09 — ConclusionMatch the meter to the workload.
The vendor you pick matters less than the billing shape you can plan around.
One week produced two opposite bets: Anthropic put its best coding model behind a meter after July 7, and OpenAI held Codex inside the subscription with credits kept optional. Both bets are commercial, not moral — and both land into an efficiency era where enterprises are actively capping AI spend for the first time.

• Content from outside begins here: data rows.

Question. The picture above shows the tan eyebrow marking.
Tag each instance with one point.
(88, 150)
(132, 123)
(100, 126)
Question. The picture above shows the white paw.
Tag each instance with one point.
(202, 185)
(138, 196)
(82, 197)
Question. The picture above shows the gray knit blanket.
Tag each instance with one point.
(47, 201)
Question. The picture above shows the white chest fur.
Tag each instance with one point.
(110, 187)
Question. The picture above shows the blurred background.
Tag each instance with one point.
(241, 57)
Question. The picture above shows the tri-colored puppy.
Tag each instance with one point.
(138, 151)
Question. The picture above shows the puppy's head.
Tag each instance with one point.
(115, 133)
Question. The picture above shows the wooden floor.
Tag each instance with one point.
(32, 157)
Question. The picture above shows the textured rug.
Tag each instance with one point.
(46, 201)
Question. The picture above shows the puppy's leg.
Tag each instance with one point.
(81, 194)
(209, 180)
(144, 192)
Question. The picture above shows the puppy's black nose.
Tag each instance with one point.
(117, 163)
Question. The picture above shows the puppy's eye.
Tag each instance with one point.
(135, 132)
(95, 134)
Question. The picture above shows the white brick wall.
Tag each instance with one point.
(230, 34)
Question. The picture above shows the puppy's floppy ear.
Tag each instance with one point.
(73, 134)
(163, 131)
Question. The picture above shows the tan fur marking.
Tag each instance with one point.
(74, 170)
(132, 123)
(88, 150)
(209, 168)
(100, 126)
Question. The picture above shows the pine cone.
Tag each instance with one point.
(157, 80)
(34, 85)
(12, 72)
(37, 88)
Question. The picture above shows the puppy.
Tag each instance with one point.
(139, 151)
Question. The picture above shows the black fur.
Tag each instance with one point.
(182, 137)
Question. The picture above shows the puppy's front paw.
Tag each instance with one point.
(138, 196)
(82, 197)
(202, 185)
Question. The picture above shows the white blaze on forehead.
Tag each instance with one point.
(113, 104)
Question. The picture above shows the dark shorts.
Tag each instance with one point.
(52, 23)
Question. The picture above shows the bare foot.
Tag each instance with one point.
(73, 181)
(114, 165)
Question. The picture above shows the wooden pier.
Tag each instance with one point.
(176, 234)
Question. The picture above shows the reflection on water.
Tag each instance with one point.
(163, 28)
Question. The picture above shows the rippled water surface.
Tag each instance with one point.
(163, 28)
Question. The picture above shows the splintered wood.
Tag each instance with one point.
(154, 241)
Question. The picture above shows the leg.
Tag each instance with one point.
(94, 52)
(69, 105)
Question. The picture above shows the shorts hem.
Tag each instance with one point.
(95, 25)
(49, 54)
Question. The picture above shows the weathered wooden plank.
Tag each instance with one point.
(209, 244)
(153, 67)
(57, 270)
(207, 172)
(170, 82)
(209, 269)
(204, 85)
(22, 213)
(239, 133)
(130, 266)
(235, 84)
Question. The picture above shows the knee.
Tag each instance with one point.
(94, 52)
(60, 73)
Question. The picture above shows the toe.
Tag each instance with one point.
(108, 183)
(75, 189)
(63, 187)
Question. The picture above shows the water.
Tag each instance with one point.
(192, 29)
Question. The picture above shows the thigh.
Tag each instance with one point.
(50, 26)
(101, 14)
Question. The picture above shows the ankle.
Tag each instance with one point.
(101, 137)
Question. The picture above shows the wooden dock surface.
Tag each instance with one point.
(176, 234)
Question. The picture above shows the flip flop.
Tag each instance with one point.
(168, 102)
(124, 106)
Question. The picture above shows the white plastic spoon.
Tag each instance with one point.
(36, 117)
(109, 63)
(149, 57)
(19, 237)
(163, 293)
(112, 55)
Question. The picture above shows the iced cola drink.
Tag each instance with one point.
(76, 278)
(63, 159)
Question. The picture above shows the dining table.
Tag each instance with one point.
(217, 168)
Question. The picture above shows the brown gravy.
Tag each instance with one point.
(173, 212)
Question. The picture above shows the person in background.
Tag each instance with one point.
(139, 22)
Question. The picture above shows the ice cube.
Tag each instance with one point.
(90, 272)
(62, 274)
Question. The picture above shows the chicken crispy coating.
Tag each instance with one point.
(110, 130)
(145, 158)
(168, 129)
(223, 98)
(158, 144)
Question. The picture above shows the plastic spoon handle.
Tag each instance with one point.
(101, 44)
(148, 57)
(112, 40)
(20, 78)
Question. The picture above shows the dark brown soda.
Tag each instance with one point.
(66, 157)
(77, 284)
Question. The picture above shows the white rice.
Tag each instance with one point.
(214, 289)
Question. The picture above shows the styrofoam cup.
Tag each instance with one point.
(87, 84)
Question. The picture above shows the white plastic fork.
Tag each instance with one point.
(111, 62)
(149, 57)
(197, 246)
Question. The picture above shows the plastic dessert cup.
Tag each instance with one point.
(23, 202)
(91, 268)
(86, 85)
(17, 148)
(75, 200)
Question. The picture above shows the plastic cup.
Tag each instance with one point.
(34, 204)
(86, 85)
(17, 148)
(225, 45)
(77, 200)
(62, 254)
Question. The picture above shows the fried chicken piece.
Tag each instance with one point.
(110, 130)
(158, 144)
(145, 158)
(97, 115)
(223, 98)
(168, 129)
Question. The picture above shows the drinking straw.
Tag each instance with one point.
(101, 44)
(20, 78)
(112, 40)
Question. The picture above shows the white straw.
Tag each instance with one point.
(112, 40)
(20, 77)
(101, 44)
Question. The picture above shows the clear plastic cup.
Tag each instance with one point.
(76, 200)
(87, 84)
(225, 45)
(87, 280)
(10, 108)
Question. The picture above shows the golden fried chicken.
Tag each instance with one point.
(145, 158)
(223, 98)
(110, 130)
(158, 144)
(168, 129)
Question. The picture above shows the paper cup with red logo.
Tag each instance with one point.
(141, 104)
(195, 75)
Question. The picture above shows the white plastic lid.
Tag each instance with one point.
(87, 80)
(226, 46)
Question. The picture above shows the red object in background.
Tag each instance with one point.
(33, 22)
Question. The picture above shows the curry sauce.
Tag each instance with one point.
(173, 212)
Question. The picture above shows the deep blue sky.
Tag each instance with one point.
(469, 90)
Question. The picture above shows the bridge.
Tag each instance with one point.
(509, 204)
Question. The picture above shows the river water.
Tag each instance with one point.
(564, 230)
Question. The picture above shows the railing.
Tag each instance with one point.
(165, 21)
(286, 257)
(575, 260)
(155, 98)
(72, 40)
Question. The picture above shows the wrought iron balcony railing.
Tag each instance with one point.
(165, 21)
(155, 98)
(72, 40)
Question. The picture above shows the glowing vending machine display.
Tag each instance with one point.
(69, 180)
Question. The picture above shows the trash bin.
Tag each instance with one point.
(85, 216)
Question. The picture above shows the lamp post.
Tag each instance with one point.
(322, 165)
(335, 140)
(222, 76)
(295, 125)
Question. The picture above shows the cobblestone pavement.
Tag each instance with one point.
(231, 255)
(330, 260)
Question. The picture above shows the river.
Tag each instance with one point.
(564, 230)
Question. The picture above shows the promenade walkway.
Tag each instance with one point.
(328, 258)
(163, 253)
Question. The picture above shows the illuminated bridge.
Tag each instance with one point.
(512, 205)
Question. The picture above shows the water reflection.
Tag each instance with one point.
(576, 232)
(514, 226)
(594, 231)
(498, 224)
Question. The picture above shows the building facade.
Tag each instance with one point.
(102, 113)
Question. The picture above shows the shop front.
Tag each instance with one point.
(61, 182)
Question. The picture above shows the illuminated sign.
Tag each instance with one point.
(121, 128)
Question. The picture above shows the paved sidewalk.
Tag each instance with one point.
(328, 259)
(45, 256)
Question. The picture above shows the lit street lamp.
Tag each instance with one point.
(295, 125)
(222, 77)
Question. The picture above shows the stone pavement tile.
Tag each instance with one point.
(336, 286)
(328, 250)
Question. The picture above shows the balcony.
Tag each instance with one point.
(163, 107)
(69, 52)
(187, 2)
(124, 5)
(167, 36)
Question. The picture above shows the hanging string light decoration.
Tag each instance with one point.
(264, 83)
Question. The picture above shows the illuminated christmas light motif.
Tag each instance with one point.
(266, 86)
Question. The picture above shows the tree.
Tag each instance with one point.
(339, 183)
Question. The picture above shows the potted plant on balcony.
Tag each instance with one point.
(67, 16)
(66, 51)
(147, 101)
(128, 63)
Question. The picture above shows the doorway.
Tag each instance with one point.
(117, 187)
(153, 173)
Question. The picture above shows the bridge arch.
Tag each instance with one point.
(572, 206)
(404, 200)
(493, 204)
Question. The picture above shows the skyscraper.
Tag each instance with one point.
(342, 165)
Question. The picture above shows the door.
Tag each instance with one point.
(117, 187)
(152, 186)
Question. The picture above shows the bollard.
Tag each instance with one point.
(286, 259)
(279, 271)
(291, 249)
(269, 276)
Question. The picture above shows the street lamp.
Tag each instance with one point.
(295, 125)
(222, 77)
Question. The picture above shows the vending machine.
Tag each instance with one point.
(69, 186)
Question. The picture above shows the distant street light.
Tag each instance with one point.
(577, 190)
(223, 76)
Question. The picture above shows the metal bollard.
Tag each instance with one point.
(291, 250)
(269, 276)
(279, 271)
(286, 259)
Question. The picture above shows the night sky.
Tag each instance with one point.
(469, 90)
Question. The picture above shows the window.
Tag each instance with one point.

The practical response is not to crown a winner. It is to classify your workloads by how predictable and how machine-driven their token spend is, then match each to a billing posture — subscription for steady human-paced use, metered-committed with spend controls for spiky agent loops. Get that mapping right and the vendor's next policy change becomes a routing decision, not a fire drill.
The signal underneath is the durable one: as long as the largest variable cost in an AI product is tokens, billing shape is a first-class architectural decision, not a procurement afterthought. The teams that treat it that way — a documented fallback, task-based routing, a monthly budget review — are the ones that will keep shipping when the next meter turns on.